Comme toi les pédants, j’ai fâché les augures.
Élève de Jauffret que jalouse Massin,
Voyons ton livre. — Il dit, et regarde un dessin
Qui n’a pas trop de queue et pas beaucoup de tête.
— Qu’est-ce que c’est que ça ? – Monsieur, c’est une bête.
— Ah ! tu mets dans mes vers des bêtes ! Après tout,
Pourquoi pas ? puisque Dieu, qui dans l’ombre est debout,
En met dans les grands bois et dans les mers sacrées.
Il tourne une autre page, et se penche : — Tu crées.
Qu’est ceci ? Ça m’a l’air fort beau, quoique tortu.
— Monsieur, c’est un bonhomme. — Un bonhomme, dis-tu ?
Eh bien, il en manquait justement un.
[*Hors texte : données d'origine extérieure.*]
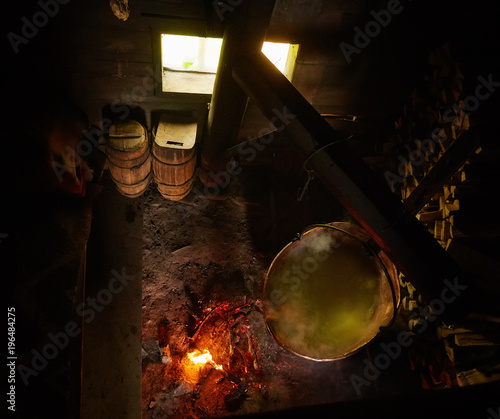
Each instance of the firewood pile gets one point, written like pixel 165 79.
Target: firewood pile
pixel 460 215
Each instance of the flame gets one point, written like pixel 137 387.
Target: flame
pixel 203 358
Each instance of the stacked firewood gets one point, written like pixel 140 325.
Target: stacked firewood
pixel 461 216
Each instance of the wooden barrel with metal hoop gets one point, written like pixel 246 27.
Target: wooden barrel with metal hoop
pixel 174 156
pixel 129 157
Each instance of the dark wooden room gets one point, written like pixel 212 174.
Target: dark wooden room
pixel 251 208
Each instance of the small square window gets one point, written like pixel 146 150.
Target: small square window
pixel 189 63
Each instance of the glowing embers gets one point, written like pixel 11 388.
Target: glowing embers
pixel 196 364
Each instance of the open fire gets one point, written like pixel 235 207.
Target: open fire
pixel 197 357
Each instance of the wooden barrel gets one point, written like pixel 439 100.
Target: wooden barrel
pixel 174 156
pixel 129 157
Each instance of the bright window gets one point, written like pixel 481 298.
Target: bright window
pixel 190 63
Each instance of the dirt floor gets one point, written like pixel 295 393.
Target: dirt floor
pixel 204 263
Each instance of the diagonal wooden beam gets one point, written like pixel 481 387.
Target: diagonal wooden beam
pixel 247 24
pixel 369 200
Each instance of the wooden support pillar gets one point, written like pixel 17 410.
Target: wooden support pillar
pixel 407 242
pixel 244 34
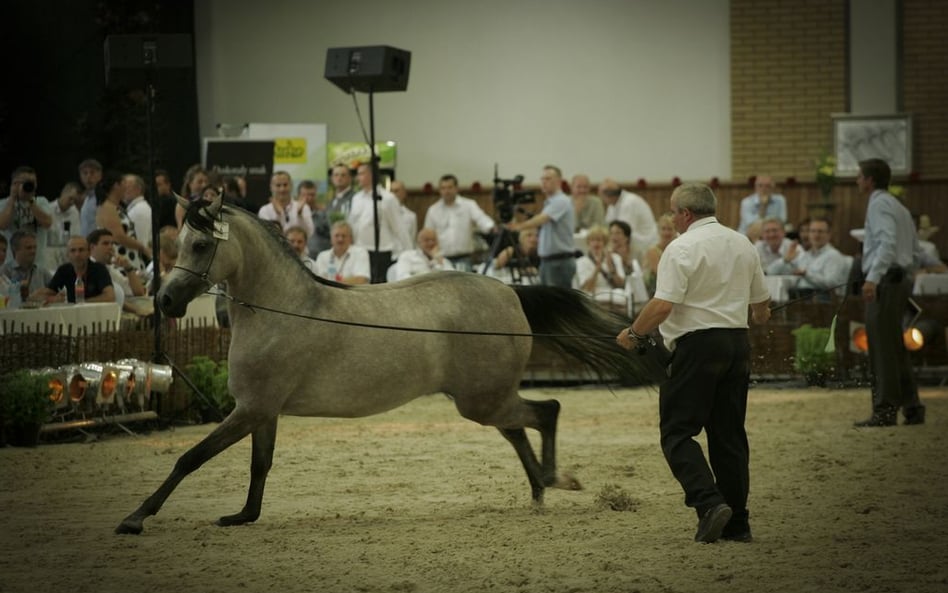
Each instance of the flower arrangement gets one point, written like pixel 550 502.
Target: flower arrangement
pixel 826 175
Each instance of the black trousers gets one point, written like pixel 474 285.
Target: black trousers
pixel 379 261
pixel 890 368
pixel 707 389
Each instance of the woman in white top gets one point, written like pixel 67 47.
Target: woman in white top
pixel 599 273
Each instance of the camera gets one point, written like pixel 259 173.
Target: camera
pixel 507 197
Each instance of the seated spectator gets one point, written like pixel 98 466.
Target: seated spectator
pixel 633 210
pixel 820 268
pixel 801 234
pixel 666 234
pixel 25 210
pixel 297 238
pixel 344 262
pixel 762 204
pixel 774 245
pixel 126 279
pixel 96 279
pixel 65 223
pixel 518 264
pixel 426 258
pixel 590 210
pixel 23 269
pixel 600 273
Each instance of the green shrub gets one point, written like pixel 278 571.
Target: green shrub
pixel 210 378
pixel 24 398
pixel 811 357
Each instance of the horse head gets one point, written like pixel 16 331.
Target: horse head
pixel 199 265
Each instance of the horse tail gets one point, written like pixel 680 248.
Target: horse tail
pixel 571 324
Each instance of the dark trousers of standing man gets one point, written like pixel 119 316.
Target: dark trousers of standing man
pixel 707 389
pixel 379 261
pixel 890 368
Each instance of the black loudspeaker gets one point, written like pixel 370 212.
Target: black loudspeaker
pixel 373 69
pixel 128 57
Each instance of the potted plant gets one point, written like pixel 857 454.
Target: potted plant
pixel 811 358
pixel 24 406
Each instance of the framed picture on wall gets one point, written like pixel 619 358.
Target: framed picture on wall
pixel 859 137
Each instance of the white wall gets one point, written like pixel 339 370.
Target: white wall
pixel 621 88
pixel 873 63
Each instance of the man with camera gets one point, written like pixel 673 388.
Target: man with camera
pixel 24 210
pixel 556 223
pixel 454 218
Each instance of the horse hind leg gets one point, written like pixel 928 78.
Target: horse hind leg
pixel 542 417
pixel 264 440
pixel 232 429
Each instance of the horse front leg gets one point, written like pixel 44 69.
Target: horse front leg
pixel 235 427
pixel 261 460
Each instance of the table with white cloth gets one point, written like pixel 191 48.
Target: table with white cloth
pixel 779 287
pixel 61 318
pixel 930 284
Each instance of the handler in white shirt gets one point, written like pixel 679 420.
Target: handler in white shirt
pixel 454 218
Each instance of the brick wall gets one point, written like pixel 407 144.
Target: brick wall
pixel 788 75
pixel 925 90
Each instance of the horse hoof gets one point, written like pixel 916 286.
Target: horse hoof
pixel 129 526
pixel 567 482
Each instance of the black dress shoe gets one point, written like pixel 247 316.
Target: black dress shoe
pixel 875 420
pixel 712 523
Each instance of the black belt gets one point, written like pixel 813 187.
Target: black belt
pixel 556 256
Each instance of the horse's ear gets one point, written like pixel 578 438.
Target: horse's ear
pixel 214 208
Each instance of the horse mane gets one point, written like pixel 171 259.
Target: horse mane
pixel 196 217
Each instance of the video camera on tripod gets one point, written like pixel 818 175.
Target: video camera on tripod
pixel 507 197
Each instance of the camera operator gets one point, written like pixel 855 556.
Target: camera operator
pixel 454 218
pixel 24 210
pixel 555 222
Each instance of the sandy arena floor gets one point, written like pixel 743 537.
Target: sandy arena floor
pixel 421 500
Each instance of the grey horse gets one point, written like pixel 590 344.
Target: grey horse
pixel 370 349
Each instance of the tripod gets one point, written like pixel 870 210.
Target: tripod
pixel 521 272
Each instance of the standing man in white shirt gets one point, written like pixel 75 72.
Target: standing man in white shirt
pixel 633 210
pixel 65 224
pixel 137 208
pixel 704 322
pixel 455 218
pixel 409 218
pixel 392 238
pixel 90 174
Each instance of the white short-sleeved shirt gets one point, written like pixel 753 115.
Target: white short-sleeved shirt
pixel 355 262
pixel 711 273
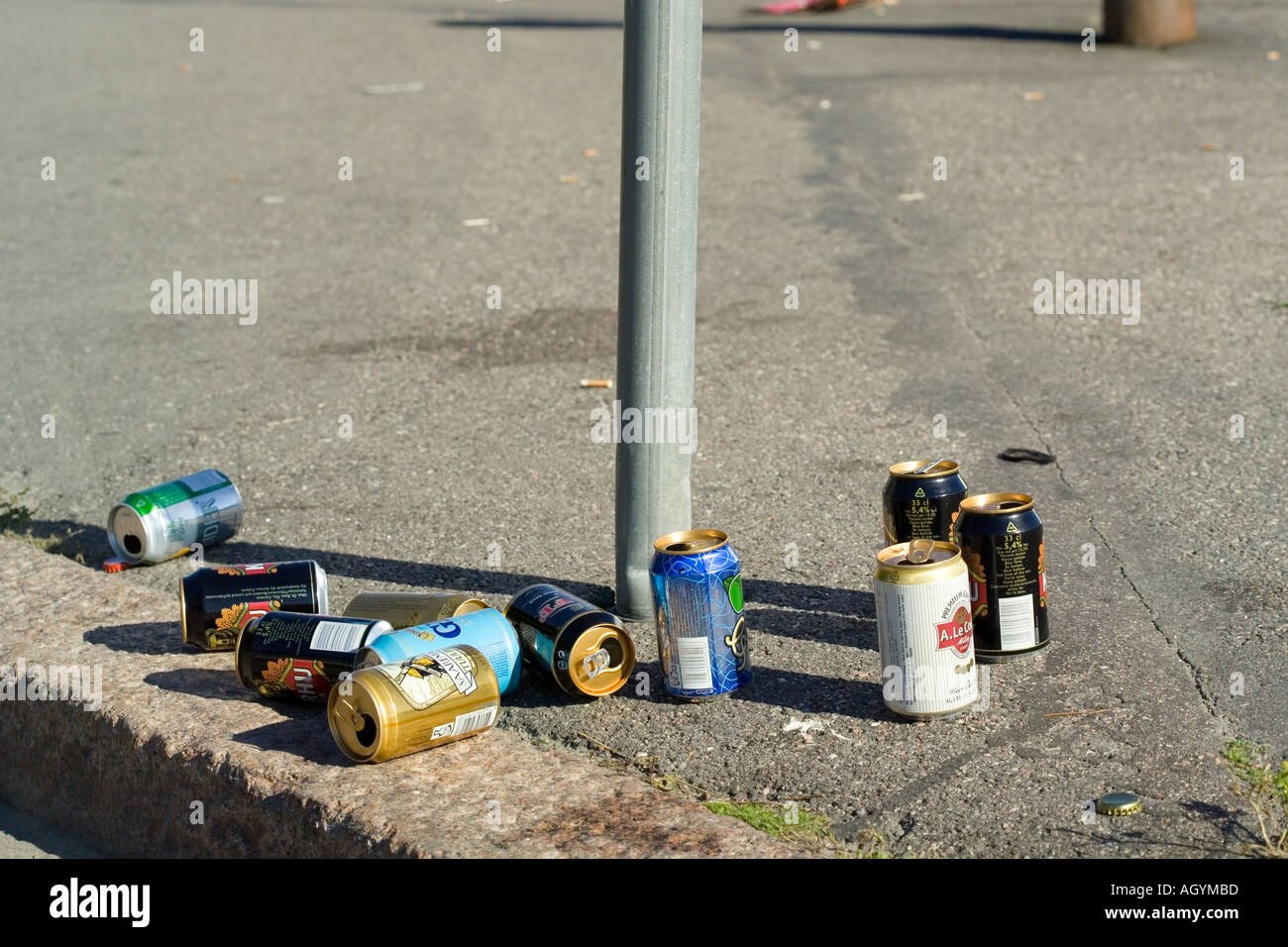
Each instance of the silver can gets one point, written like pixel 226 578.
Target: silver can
pixel 161 522
pixel 925 630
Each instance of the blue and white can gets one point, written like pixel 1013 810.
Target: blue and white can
pixel 487 630
pixel 697 600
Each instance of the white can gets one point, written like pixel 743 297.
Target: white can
pixel 925 631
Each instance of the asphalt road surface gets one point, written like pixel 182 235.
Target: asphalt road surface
pixel 469 462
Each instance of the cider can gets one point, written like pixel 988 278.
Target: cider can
pixel 921 505
pixel 1001 540
pixel 923 630
pixel 394 709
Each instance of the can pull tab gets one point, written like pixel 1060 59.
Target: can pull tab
pixel 596 664
pixel 918 551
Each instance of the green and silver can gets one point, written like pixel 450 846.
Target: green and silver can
pixel 159 523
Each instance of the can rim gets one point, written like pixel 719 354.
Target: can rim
pixel 115 541
pixel 991 504
pixel 905 470
pixel 588 643
pixel 897 556
pixel 691 541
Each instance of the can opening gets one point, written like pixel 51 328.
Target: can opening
pixel 368 735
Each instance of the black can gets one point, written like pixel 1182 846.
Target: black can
pixel 301 656
pixel 217 602
pixel 585 650
pixel 1001 540
pixel 921 505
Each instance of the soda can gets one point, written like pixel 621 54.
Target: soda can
pixel 700 630
pixel 923 630
pixel 394 709
pixel 300 656
pixel 921 505
pixel 407 608
pixel 1001 540
pixel 217 602
pixel 583 648
pixel 159 523
pixel 485 630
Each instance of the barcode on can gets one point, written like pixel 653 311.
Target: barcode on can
pixel 475 720
pixel 1016 622
pixel 695 656
pixel 338 635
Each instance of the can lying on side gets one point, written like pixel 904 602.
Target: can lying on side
pixel 923 629
pixel 698 602
pixel 1001 540
pixel 217 602
pixel 407 608
pixel 584 648
pixel 485 630
pixel 300 656
pixel 394 709
pixel 160 522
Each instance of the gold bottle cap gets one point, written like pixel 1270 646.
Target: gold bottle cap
pixel 1119 804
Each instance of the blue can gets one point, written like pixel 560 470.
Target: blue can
pixel 697 600
pixel 484 629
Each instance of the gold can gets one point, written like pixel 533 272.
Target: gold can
pixel 390 710
pixel 407 608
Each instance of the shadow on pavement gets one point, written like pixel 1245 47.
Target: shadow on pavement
pixel 776 25
pixel 141 638
pixel 67 538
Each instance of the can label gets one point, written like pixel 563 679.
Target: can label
pixel 223 599
pixel 926 641
pixel 432 678
pixel 1009 595
pixel 300 655
pixel 700 629
pixel 191 508
pixel 921 508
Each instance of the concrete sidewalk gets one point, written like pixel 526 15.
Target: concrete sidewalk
pixel 471 464
pixel 181 761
Mon livre
Est rempli de méchants. Voir un bonhomme vivre
Parmi tous ces gens-là me plaît. Césars bouffis,
Rangez-vous ! Ce bonhomme est dieu. Merci, mon fils. —
Et, d’un doigt souverain, le voilà qui feuillette
Nisard, l’âne, le nez du maître, la belette
Qui peut être est un bœuf, les dragons, les griffons,
Les pâtés d’encre ailés, mêlés aux vers profonds,
Toute cette gaieté sur son courroux éparse,
Et Juvénal s’écrie ébloui : — C’est très farce !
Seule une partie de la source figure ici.